Permutation City
by Greg Egan
Greg Egan's mind-bending exploration of consciousness where digital Copies discover their virtual reality may be more real than reality itself
"All mathematically possible structures exist, among them our physics and therefore our spacetime".
Editorial Summary
In a near future where climate change has ravaged Earth and vast computing power enables the creation of 'Copies' - whole brain emulations of scanned humans detailed enough to allow for subjective conscious experience, Greg Egan's Permutation City follows Paul Durham's fifth Copy waking in a simulated Sydney apartment, discovering his flesh-and-blood original has sabotaged the legally mandated bale-out function because the original believes his previous four Copies lacked the resolve to continue. The novel introduces Maria Deluca, an unemployed programmer and enthusiast of the Autoverse, a cellular automaton universe governed by simplified physics that supports its own distinct chemistry, who tends cultures of Autobacterium lamberti. Durham reveals his self-experiments convinced him there is no difference between physics and mathematics, and that all mathematically possible structures exist, a belief he refers to as 'Dust Theory' - implying that all possible universes exist and are equally real, emerging spontaneously from their own mathematical self-consistency.
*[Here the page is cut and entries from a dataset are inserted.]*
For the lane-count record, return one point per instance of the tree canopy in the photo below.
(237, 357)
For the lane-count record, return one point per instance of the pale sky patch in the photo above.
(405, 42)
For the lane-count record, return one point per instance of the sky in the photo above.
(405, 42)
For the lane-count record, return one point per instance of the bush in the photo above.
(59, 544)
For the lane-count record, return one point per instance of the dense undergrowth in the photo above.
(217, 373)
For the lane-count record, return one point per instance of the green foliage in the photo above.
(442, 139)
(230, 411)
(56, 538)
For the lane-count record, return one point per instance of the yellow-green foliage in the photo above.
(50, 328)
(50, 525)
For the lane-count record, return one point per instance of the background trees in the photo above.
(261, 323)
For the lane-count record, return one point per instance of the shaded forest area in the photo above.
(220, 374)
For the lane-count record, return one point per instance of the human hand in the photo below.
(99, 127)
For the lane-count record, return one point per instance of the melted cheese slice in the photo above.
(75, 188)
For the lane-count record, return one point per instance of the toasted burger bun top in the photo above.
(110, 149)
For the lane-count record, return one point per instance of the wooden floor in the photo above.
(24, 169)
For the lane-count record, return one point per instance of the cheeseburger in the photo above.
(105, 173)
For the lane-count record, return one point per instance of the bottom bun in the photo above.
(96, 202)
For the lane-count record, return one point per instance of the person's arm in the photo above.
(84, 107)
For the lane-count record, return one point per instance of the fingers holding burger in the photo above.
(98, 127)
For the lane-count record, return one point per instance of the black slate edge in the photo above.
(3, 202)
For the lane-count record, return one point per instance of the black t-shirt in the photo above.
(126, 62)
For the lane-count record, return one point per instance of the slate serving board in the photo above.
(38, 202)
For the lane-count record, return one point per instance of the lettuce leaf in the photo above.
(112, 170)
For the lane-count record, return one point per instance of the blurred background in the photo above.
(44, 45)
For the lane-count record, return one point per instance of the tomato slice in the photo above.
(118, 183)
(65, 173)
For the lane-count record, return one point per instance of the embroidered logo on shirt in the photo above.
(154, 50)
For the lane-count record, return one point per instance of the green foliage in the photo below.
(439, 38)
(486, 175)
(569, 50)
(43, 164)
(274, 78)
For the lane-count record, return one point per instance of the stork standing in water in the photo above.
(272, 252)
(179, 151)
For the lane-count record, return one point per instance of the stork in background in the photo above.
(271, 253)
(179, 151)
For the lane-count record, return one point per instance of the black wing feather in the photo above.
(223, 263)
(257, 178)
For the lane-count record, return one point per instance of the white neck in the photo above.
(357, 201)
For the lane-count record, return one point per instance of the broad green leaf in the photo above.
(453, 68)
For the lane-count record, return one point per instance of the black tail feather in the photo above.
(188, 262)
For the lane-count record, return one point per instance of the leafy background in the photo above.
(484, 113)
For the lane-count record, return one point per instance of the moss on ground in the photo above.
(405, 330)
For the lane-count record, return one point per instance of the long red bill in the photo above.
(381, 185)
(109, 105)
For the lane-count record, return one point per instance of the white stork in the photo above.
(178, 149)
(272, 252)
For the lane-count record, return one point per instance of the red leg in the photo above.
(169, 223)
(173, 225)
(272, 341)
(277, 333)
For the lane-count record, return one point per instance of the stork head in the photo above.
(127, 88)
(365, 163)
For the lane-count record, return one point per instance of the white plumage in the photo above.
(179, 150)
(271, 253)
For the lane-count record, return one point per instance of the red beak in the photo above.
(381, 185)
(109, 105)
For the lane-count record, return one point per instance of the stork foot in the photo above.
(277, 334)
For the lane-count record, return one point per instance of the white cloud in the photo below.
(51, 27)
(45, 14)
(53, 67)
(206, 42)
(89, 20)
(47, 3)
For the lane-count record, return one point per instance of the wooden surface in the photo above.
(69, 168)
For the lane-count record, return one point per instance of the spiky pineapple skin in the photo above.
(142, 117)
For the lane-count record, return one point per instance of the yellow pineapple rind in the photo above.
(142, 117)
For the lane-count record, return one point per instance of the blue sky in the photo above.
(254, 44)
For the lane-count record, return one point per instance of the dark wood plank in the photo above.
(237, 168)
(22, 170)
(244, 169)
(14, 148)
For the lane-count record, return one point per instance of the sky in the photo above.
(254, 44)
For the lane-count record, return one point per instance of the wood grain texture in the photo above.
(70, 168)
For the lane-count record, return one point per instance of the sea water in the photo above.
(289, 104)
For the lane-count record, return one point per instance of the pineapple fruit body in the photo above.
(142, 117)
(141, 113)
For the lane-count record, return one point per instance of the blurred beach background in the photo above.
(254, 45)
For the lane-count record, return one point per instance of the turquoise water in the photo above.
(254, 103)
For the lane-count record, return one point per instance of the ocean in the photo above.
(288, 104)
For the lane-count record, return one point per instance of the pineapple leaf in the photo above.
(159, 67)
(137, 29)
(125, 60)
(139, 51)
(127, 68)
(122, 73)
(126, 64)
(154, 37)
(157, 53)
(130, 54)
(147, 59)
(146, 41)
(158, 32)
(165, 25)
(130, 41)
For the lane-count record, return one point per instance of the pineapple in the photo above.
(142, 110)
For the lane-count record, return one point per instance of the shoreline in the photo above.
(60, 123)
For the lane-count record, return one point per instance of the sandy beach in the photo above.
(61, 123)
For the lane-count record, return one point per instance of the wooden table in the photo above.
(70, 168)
Parts of Permutation City were adapted from Egan's 1992 short story 'Dust' and the novel won the John W. Campbell Award and Ditmar Award in 1995.
Perspective
"Reading this novel feels like having your fundamental assumptions about consciousness systematically deconstructed as you follow digital beings who discover their simulated existence may be the only existence that matters. Egan's distinctive contribution is the Dust Theory - the radical proposition that consciousness emerges from mathematical patterns that can assemble themselves from any substrate, making all possible universes equally real and self-consistent. Philosophers and computer scientists grappling with the hard problem of consciousness will find Egan's rigorous exploration of substrate-independent minds essential for understanding how digital immortality might actually function in practice."